В своем сновидении он оказался в темном, задымленном городе. Была зимняя ночь,
шел дождь. Он понял, что находится в Ливерпуле. Несколько других швейцарцев
сопровождали его. Чтобы добраться до «настоящего города», они должны были подняться
вверх от гавани, где они находились, на возвышенность:
Там была большая площадь, тускло освещенная уличными фонарями. Много
улиц выходило на эту площадь, разные кварталы города радиально расходились от
нее. В центре находился круглый бассейн, посреди которого был островок. В то
время как все вокруг было смутным из-за дождя, тумана, дыма и тусклого
освещения, островок был залит солнечным светом. На
нем стояло одно-
единственное дерево – магнолия, усыпанная красноватыми цветами. Казалось, что
дерево стоит в потоке солнечных лучей и в то же время само источает свет.

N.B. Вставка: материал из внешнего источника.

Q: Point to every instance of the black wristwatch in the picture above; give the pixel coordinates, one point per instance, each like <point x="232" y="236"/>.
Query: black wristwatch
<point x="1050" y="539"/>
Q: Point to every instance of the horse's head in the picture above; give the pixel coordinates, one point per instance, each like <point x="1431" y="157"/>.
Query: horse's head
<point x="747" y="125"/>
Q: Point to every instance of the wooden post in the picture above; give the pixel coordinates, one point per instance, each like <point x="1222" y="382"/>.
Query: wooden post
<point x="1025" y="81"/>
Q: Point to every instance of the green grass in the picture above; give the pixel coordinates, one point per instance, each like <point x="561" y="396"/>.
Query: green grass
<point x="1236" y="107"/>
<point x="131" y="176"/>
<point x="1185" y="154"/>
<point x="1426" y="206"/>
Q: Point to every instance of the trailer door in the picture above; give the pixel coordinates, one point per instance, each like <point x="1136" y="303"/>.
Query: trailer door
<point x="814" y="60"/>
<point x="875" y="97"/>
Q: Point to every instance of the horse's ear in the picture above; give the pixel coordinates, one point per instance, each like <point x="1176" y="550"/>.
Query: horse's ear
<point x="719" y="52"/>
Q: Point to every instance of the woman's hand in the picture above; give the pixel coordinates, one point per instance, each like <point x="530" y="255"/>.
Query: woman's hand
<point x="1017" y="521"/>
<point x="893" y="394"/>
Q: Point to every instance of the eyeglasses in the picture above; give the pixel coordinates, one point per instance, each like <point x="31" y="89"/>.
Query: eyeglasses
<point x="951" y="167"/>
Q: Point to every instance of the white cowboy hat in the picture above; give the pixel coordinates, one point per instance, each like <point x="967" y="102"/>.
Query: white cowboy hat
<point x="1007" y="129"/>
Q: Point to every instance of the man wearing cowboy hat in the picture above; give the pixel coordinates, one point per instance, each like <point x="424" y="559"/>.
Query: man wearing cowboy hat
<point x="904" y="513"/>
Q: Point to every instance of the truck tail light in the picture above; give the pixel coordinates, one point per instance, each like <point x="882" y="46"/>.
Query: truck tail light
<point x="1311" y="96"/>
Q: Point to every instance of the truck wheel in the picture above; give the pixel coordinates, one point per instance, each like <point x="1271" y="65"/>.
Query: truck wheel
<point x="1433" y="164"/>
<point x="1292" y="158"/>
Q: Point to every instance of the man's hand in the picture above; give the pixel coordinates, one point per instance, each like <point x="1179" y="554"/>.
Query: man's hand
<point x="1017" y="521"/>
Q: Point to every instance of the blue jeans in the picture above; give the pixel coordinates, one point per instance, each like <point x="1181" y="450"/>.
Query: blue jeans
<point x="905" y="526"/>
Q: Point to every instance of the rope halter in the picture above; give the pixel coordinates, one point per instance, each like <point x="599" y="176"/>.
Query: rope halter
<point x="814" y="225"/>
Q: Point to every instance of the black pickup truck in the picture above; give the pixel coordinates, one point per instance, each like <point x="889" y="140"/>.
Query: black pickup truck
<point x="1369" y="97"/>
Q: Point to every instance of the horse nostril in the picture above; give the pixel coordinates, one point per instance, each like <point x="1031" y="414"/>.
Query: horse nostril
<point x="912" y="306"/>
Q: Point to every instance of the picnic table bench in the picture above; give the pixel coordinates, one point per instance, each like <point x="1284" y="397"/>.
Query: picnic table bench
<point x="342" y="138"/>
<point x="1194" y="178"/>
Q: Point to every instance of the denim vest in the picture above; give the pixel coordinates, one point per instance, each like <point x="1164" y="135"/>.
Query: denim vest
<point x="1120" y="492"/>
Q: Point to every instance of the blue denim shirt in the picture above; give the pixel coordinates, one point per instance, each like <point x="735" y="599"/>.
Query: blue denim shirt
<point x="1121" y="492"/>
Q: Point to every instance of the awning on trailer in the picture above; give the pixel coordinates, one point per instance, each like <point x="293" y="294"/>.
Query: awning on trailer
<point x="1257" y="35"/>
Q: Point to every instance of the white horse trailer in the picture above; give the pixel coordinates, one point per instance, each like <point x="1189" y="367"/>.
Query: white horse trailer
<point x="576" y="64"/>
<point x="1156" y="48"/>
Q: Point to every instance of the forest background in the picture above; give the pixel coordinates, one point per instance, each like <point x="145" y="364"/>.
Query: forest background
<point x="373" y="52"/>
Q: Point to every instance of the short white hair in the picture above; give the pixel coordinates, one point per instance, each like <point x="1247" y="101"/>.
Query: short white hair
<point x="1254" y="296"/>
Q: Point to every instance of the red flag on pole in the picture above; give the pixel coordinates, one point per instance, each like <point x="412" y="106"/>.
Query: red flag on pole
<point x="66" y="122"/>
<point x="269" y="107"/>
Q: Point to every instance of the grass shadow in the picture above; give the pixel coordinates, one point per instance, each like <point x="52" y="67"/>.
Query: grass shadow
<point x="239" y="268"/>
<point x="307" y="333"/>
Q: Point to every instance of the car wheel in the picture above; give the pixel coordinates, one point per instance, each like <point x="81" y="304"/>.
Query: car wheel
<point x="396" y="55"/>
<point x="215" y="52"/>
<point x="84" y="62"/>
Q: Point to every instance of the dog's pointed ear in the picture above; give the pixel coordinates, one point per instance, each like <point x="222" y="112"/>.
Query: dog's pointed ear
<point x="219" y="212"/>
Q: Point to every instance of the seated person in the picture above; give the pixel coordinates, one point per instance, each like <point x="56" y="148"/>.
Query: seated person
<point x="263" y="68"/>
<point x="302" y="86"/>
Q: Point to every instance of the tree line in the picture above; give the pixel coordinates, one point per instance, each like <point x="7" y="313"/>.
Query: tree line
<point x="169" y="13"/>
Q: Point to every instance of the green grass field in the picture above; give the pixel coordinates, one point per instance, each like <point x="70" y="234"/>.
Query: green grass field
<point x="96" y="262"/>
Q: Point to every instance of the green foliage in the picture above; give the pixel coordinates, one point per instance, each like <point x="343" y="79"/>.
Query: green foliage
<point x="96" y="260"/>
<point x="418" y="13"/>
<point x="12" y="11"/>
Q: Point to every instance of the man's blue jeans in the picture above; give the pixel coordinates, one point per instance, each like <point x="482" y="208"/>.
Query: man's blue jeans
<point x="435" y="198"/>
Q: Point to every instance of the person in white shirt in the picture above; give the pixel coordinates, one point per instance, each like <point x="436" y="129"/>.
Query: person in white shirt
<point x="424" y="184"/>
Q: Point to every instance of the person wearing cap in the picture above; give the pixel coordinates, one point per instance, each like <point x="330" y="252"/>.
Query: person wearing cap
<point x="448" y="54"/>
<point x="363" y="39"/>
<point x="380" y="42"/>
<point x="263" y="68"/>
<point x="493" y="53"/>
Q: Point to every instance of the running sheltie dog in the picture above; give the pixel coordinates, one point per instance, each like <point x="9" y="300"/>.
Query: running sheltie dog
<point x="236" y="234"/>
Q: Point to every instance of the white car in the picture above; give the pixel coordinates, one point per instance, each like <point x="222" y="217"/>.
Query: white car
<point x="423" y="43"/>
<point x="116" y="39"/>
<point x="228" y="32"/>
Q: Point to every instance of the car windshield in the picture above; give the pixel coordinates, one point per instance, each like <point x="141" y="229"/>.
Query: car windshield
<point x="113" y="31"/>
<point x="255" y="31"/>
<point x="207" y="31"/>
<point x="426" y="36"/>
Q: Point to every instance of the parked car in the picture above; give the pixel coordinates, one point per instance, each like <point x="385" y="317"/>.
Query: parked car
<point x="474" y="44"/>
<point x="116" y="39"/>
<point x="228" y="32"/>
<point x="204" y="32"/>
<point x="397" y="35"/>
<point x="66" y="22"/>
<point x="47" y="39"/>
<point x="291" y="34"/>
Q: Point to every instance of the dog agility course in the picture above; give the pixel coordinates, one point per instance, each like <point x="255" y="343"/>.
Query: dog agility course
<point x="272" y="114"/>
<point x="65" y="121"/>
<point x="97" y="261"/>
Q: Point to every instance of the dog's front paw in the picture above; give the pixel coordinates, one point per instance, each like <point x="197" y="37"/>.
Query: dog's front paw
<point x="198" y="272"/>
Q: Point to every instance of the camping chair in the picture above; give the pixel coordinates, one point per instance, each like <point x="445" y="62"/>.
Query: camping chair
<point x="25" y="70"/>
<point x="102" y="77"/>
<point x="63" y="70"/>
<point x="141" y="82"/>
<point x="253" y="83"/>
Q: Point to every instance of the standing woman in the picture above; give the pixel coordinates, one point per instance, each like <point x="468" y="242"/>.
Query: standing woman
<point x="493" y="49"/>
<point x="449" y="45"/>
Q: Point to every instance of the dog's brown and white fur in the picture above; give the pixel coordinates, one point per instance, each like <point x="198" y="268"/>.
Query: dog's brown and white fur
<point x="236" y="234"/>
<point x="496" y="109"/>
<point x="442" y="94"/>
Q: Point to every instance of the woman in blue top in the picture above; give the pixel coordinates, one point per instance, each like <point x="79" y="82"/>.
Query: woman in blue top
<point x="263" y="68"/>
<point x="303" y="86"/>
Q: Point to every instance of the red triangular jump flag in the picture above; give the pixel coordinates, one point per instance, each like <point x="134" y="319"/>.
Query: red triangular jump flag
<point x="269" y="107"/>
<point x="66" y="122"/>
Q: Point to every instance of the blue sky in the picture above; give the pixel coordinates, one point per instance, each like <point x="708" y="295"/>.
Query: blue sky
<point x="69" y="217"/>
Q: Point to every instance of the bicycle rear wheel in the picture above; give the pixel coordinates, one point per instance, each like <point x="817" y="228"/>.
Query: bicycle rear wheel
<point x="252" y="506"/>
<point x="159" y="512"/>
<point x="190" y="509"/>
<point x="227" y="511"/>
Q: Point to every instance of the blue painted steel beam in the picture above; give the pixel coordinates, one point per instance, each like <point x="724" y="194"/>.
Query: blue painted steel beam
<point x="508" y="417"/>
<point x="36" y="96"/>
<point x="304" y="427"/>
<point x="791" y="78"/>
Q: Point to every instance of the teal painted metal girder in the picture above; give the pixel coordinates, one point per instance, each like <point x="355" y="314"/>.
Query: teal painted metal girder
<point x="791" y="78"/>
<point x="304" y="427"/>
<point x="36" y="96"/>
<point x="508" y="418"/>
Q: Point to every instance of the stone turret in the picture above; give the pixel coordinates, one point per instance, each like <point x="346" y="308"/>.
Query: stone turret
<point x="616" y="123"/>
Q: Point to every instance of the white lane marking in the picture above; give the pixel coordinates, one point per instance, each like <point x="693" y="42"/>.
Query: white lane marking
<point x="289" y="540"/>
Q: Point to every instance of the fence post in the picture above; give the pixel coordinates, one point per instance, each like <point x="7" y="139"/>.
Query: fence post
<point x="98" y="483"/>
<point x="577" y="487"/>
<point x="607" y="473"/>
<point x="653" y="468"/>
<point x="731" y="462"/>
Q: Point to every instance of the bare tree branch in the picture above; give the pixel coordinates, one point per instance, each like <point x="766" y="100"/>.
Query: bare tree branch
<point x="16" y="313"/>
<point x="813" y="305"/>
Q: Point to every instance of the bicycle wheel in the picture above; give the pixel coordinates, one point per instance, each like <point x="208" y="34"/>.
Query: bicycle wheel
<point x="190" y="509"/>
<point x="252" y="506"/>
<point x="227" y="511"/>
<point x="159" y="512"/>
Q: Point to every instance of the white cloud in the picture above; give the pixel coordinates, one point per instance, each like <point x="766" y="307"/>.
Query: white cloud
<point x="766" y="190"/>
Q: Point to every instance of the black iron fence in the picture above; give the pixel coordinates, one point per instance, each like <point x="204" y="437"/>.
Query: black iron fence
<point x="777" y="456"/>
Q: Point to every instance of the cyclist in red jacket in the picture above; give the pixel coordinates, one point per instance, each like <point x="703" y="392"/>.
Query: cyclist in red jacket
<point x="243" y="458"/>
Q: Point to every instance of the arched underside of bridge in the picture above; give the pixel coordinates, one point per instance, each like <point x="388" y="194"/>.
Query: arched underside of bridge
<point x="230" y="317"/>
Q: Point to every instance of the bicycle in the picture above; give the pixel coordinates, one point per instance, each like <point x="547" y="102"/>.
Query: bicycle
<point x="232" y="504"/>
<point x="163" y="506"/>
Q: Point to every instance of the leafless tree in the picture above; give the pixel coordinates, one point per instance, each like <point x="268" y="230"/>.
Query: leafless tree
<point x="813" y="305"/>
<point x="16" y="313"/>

Те, кто был с Юнгом, жаловались на ужасную погоду и в упор не замечали дерева. Они
говорили о другом швейцарце, который поселился в Ливерпуле, и удивлялись, что же
заставило его это сделать. Сам Юнг был увлечен красотой цветущего дерева и островком
солнечного света. Он подумал: «Я очень хорошо знаю, почему он поселился именно здесь»
(Jung, 1963: 197–198).
Об этом сне Юнг сообщает:
Это сновидение отражало мою ситуацию в тот период. До сих пор у меня
перед глазами легко возникает воспоминание о серо-желтых плащах, блестящих от
дождевой воды. Все было крайне неприятно, мрачно и смутно – так я тогда себя
чувствовал. Но у меня
было видение неземной красоты, и именно поэтому я
вообще смог жить дальше. Ливерпуль – это «водоем жизни».
Юнг продолжает:
Согласно старинным воззрениям, в «печени» (liver) находит себе место сама
жизнь, которая «что-то делает, чтобы продолжать жить». Это сновидение принесло
с собой ощущение завершения. Я видел, что в нем проявилась цель. Нельзя
уходить от центра. Центр является целью, и все направлено к центру. Благодаря
этому сновидению я понял, что Самость – это принцип ориентации и смысла. В
этом и заключается его исцеляющая функция. Для меня это понимание означало
приближение к центру и, следовательно, к цели. Отсюда возник первый намек на
мой личный миф. Без этого видения я мог бы потерять ориентацию и был бы
вынужден отказаться от своих начинаний. После разрыва с Фрейдом я погрузился
в неизвестность. Я не знал ничего, но сделал шаг во тьму. Когда так происходит, а
потом появляется такое сновидение, это ощущается как манна небесная.